Hdoj 2062
描述
Consider the aggregate An= { 1, 2, …, n }. For example, A1={1}, A3={1,2,3}. A subset sequence is defined as a array of a non-empty subset. Sort all the subset sequece of An in lexicography order. Your task is to find the m-th one.
输入
The input contains several test cases. Each test case consists of two numbers n and m ( 0< n<= 20, 0< m<= the total number of the subset sequence of An ).
输出
For each test case, you should output the m-th subset sequence of An in one line.
样例输入
1 1
2 1
2 2
2 3
2 4
3 10
样例输出
1
1
1 2
2
2 1
2 3 1
思路
打表找规律后,能很容易发现递推公式**f(n) = n * f(n-1) + n **, f(n)表示n个数的时候最多有几个。
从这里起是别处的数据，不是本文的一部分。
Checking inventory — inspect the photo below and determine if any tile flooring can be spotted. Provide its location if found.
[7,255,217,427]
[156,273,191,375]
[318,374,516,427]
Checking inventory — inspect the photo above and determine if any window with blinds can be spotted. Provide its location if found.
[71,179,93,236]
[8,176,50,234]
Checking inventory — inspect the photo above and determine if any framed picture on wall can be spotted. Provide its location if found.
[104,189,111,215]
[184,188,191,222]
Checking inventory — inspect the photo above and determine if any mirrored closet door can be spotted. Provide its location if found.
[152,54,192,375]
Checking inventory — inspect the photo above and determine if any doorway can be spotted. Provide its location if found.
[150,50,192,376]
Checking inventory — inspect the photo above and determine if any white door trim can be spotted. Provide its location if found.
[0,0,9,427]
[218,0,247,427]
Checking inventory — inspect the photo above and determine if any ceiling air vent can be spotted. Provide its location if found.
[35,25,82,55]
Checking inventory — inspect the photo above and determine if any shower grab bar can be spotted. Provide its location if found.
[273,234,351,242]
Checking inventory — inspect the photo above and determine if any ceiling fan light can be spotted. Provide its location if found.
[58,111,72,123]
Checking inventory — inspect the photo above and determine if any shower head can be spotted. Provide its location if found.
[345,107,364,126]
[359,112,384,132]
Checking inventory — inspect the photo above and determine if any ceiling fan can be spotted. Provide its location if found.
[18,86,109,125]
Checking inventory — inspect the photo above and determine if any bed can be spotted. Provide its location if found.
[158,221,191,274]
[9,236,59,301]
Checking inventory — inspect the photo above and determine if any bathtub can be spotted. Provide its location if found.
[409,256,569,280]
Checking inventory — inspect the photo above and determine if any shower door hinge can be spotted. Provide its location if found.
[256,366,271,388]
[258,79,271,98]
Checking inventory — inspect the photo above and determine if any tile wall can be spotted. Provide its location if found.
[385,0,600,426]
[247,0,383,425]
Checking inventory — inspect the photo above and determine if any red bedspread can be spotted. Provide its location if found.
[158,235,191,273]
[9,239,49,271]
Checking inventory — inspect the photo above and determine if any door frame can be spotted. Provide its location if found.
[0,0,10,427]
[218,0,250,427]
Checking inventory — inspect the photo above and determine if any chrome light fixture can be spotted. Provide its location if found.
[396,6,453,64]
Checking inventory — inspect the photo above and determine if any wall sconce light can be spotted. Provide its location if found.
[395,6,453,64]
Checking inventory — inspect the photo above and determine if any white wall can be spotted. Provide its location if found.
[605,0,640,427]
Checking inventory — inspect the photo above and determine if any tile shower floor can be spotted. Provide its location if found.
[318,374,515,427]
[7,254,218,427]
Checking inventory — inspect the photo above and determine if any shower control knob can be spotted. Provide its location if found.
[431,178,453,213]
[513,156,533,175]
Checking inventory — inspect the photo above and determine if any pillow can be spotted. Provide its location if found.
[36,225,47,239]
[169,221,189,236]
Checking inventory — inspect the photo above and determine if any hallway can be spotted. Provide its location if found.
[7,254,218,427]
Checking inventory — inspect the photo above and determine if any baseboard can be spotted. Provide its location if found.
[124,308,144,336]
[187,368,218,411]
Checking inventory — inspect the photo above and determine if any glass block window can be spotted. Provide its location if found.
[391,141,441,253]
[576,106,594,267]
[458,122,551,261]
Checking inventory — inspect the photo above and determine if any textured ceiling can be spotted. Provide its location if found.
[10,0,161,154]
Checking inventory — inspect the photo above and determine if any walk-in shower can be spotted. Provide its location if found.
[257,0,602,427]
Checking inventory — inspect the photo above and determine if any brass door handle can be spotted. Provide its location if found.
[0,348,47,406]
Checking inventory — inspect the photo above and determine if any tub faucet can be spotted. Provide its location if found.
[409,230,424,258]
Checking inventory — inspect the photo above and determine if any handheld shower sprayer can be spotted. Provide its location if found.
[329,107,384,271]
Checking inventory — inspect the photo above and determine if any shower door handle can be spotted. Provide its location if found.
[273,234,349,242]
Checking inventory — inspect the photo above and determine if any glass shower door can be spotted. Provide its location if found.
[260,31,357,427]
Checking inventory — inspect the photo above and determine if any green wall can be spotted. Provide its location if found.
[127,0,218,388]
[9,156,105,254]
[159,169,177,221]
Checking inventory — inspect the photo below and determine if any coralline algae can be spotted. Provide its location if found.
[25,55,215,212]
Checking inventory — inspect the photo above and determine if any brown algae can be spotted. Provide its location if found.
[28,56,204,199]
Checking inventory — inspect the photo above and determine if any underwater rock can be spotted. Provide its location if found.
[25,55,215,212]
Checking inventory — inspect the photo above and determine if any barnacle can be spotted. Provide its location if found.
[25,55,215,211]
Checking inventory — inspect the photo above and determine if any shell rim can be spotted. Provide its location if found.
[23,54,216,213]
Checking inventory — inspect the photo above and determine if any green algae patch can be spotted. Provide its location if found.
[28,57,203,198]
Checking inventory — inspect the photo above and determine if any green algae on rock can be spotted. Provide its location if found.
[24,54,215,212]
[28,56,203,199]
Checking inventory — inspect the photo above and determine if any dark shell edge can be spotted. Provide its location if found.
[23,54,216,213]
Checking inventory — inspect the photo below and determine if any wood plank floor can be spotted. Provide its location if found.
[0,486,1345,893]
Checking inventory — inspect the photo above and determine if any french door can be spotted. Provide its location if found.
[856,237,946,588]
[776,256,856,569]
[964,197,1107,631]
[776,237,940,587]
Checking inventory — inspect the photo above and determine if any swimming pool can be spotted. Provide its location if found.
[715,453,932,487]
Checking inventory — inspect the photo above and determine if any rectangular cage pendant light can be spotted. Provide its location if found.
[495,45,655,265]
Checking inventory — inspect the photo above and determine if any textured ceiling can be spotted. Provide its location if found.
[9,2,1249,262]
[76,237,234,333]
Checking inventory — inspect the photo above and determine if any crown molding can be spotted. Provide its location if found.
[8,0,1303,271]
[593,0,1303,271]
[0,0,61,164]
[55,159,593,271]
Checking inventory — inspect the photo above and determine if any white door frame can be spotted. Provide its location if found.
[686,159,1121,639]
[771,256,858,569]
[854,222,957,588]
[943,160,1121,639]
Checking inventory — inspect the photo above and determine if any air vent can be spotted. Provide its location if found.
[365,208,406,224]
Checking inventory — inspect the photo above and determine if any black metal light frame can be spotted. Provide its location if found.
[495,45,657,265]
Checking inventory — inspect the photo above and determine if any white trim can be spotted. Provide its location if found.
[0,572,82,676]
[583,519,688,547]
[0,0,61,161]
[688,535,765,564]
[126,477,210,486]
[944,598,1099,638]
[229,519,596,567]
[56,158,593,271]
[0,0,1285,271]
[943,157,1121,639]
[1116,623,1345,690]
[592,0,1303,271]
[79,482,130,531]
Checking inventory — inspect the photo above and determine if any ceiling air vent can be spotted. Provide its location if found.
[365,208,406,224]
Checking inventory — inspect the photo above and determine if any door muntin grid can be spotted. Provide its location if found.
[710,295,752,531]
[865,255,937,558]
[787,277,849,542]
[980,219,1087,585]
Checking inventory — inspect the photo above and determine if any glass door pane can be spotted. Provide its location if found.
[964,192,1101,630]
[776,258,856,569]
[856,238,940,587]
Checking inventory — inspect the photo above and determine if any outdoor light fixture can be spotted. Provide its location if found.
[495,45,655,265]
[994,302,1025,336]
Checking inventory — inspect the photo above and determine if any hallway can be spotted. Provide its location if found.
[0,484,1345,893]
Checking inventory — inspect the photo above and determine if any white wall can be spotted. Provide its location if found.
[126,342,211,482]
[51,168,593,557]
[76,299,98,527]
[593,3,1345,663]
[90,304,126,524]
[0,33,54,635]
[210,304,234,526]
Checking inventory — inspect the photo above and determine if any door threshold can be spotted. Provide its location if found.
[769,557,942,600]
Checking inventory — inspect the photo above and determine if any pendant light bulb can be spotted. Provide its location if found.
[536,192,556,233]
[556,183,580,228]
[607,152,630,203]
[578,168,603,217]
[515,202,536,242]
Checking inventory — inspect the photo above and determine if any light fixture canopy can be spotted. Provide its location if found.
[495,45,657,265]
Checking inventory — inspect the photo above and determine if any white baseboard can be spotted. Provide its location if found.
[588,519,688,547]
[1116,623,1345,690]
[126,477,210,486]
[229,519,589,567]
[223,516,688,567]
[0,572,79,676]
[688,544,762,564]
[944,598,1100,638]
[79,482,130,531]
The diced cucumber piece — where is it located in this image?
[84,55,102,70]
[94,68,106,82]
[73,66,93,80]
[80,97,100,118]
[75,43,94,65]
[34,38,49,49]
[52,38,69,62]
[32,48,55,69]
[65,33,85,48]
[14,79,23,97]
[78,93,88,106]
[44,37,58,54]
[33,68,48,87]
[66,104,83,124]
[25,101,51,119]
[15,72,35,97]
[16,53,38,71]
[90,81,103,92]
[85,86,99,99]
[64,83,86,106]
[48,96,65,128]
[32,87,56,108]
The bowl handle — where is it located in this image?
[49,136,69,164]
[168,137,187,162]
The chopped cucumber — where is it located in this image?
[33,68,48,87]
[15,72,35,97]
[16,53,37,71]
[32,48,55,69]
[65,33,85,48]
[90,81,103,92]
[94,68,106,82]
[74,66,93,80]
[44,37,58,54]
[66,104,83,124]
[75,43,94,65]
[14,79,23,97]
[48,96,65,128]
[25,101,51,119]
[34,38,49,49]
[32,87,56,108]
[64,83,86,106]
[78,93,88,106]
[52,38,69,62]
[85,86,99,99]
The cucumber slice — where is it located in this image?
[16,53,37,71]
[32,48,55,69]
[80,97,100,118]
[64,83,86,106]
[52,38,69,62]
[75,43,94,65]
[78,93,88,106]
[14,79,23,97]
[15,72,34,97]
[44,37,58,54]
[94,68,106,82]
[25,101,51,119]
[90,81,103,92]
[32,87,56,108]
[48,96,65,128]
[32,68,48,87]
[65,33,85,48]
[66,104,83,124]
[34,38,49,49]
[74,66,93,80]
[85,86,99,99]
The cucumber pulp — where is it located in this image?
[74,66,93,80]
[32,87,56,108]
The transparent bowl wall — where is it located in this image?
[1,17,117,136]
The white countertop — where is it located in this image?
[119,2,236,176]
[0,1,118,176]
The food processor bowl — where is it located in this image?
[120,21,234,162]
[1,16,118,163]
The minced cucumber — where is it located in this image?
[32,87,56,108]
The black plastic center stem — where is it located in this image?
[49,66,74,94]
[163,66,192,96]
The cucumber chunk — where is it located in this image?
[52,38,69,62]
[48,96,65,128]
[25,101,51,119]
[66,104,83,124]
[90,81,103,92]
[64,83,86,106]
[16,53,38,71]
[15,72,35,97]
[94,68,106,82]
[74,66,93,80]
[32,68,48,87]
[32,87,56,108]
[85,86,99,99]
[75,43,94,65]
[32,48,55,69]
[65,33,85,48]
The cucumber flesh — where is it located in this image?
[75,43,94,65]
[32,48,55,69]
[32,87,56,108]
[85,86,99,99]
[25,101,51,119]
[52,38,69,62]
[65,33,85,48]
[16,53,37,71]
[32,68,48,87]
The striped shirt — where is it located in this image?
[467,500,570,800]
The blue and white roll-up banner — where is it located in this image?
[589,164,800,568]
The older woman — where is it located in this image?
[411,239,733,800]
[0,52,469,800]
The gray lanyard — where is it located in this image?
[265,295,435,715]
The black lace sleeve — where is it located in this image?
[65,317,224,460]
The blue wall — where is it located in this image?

故利用递推公式预处理,然后把握好一些细节就可以了,有几个要注意的点:
1.每种情况最后一个数后面没有空格(因为这个我PE了一次);
2.确定上一个数字后,下一个数字的情况应当加一,因为存在空集的情况,而算f(n)的时候是没有考虑空集的。
代码
#include <bits/stdc++.h>
#define ll long long
using namespace std;
ll n, m;
ll a[22] = {0, 1};
void myprintf(int f[], int t)
{
int sum = 0;
for(int i = 0; i <= 20; i++)
{
if(f[i] == 0) sum++;
if(sum == t)
{
printf("%d", i+1);
m--; n--;
m %= a[n] + 1;
if(m > 0) printf(" ");
f[i] = 1;
break;
}
}
}
int main()
{
for(int i = 2; i < 21; i++) a[i] = i * a[i - 1] + i;
while(~scanf("%lld %lld", &n, &m))
{
int f[21] = {0};
while(m > 0 && n >= 0)
{
int t = m / (a[n - 1] + 1);
if(m % (a[n - 1] + 1) == 0) myprintf(f, t);
else myprintf(f, t + 1);
}
printf("\n");
}
return 0;
}